Bartle deu prosseguimento à extradição solicitada pela Espanha para julgar Pinochet por 35 casos de tortura e um de conspiração para torturar, delitos cometidos nas etapas finais do regime militar que encabeçou (1973-1990).
Em sua exposição, o juiz britânico explicou que não se pronunciaria sobre as demais acusações que pesam sobre o senador vitalício chileno, que serão motivo de um julgamento posterior.
A decisão de Bartle provocou reações de júbilo na Espanha, assim como de apoio ao juiz Baltasar Garzón, que pediu a extradição.
Mas nem todos brindaram nesta sexta-feira na Espanha. O governo de Aznar deu uma pirueta diplomática nos últimos dias, numa tentativa de agradar as autoridades chilenas, contrárias ao julgamento de Pinochet em Madri.
O governo espanhol enviou na quarta-feira a Londres dois diplomatas para contradizer junto ao promotor Brian Gibbins o juiz Garzón, que o havia ordenado a apelar imediatamente no caso de uma eventual decisão negativa sobre a extradição.
A lei britânica obriga que se notifique de imediato, uma vez anunciada a decisão, o interesse por uma apelação.
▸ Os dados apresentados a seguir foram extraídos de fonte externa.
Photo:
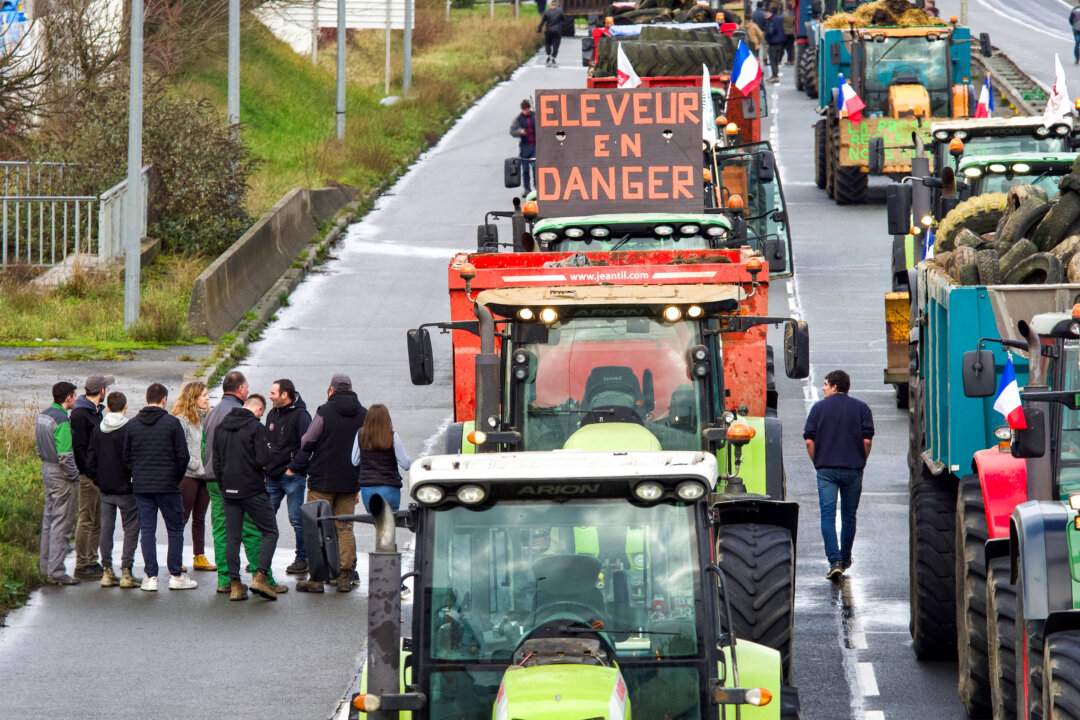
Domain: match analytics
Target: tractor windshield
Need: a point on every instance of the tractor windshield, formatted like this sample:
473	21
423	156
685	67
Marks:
630	572
612	383
1068	474
907	62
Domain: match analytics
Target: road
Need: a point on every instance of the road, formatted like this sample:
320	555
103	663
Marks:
96	653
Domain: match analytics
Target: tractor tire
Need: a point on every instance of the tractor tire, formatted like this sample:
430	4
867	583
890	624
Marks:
979	214
932	568
850	186
989	270
758	562
1028	657
1001	638
1023	249
1061	217
1023	221
820	159
971	537
1038	269
1061	679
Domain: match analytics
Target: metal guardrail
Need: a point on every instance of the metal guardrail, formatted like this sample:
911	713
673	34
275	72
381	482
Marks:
42	226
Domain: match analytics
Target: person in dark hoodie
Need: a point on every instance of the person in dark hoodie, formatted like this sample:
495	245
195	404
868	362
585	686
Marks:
287	470
331	474
113	480
157	453
85	417
235	389
241	452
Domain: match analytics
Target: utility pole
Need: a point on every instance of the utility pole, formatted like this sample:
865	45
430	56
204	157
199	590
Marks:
340	84
233	91
407	49
133	240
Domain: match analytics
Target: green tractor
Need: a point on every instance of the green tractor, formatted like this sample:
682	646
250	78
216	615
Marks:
554	585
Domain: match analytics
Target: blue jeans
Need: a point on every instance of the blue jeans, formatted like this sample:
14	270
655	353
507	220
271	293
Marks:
172	511
390	494
848	484
292	488
528	165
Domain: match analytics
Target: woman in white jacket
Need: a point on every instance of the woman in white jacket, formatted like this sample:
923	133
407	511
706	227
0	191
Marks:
190	408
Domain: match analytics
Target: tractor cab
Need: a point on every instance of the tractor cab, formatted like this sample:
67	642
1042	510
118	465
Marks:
559	585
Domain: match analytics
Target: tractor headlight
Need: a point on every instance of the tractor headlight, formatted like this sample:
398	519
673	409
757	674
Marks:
429	494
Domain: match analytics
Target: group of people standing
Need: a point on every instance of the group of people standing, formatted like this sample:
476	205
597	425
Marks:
181	462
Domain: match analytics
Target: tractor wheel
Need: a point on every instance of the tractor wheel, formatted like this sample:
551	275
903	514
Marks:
979	214
1028	657
820	159
850	185
971	537
932	568
1001	638
1061	680
758	562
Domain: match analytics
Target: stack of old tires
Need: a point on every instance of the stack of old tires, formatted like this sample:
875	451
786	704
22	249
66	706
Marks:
1023	238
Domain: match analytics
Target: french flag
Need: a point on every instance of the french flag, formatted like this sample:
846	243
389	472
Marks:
850	102
745	71
1008	401
985	106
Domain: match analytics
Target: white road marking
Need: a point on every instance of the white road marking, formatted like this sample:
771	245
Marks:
866	679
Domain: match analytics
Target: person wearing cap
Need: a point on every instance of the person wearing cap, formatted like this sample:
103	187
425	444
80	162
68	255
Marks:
234	389
58	477
331	473
524	128
85	417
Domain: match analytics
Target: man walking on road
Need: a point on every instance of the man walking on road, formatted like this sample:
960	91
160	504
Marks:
85	417
331	474
524	128
838	433
241	452
58	477
287	469
157	453
234	386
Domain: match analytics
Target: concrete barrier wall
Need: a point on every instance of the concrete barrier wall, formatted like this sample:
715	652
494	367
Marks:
235	281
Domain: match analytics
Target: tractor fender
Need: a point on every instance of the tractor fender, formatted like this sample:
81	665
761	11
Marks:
774	459
1038	542
759	511
1003	480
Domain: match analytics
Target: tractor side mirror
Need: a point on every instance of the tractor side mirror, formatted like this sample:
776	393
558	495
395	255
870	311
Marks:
420	363
977	374
487	238
1030	442
647	391
797	350
766	166
876	158
320	539
899	200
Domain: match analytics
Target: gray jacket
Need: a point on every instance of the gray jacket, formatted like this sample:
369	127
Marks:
214	418
53	444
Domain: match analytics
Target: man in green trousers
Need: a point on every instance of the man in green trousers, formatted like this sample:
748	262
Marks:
234	386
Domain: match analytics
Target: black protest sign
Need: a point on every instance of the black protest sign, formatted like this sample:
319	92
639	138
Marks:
619	150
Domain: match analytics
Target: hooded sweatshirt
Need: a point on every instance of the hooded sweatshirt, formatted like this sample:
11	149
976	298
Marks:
241	451
156	451
106	457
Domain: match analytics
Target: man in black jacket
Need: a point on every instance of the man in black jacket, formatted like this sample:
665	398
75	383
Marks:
331	474
287	470
113	480
157	452
84	418
241	452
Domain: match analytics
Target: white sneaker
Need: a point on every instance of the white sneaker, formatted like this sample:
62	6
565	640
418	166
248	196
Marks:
181	582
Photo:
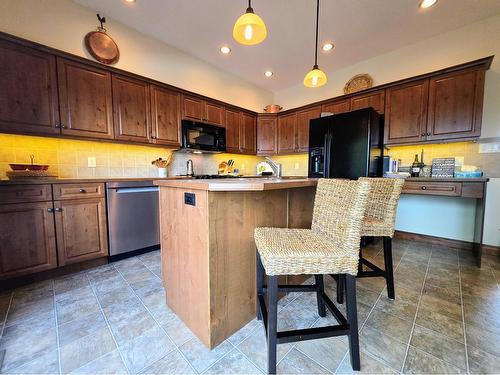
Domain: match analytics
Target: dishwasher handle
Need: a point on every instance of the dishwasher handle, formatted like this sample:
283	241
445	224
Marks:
135	190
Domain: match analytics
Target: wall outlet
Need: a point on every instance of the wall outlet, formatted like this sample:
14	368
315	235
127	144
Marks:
487	148
91	162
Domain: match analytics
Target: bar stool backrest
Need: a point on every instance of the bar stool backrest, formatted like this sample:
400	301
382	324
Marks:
339	207
382	205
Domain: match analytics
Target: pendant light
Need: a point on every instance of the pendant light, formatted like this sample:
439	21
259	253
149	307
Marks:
249	28
316	77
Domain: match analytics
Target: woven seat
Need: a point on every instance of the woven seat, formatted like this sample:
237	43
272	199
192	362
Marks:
301	252
331	246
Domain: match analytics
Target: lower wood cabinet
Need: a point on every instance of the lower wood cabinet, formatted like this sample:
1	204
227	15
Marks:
38	233
80	229
27	239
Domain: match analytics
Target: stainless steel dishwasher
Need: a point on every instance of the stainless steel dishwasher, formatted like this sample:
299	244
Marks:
133	219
O promotor Gibbins representa a Espanha no caso.
A ação diplomática foi classificada de ilegal e surpreendente pelos advogados da acusação.
Ao ser conhecida a iniciativa, os partidários da extradição de Pinochet reagiram de com indignação e o governo de Aznar viu-se obrigado a recuar.
O chanceler espanhol, Abel Matutes, tentou negar o objetivo da visita, ao ratificar na sexta-feira, oficialmente, a instrução "clara e precisa" apresentada antes por Garzón.
Mas Gibbins reclamou, numa carta na qual disse ter constatado diferenças entre o governo e o juiz Garzón em relação à apelação, por "instruções precisas e por escrito", o que deixou a manobra em descoberto.
O deslize foi conhecido quando faltam na Espanha no máximo seis meses para as próximas eleições.
Segundo as últimas pesquisas, a diferença de intenções de voto entre o governista Partido Popular (PP) e o opositor Partido Socialista Operário Espanhol (PSOE) é de apenas três pontos percentuais.
Essas sondagens revelam, também, que a maior parte dos eleitores indecisos se posicionam no centro do espectro político espanhol, compartilhado pelo PP e o PSOE, e se manifestam sensíveis à defesa dos direitos humanos.
O porta-voz do governo, Josep Piqué, afirmou hoje que o Poder Executivo "continuará colaborando com a justiça neste caso" e pediu "um sério esforço" de todas as forças políticas para preservar as relações com o Chile.
O PSOE , por seu lado, destacou que a notícia procedente de Londres "alegra todos os democratas e entristece o governo e seus promotores".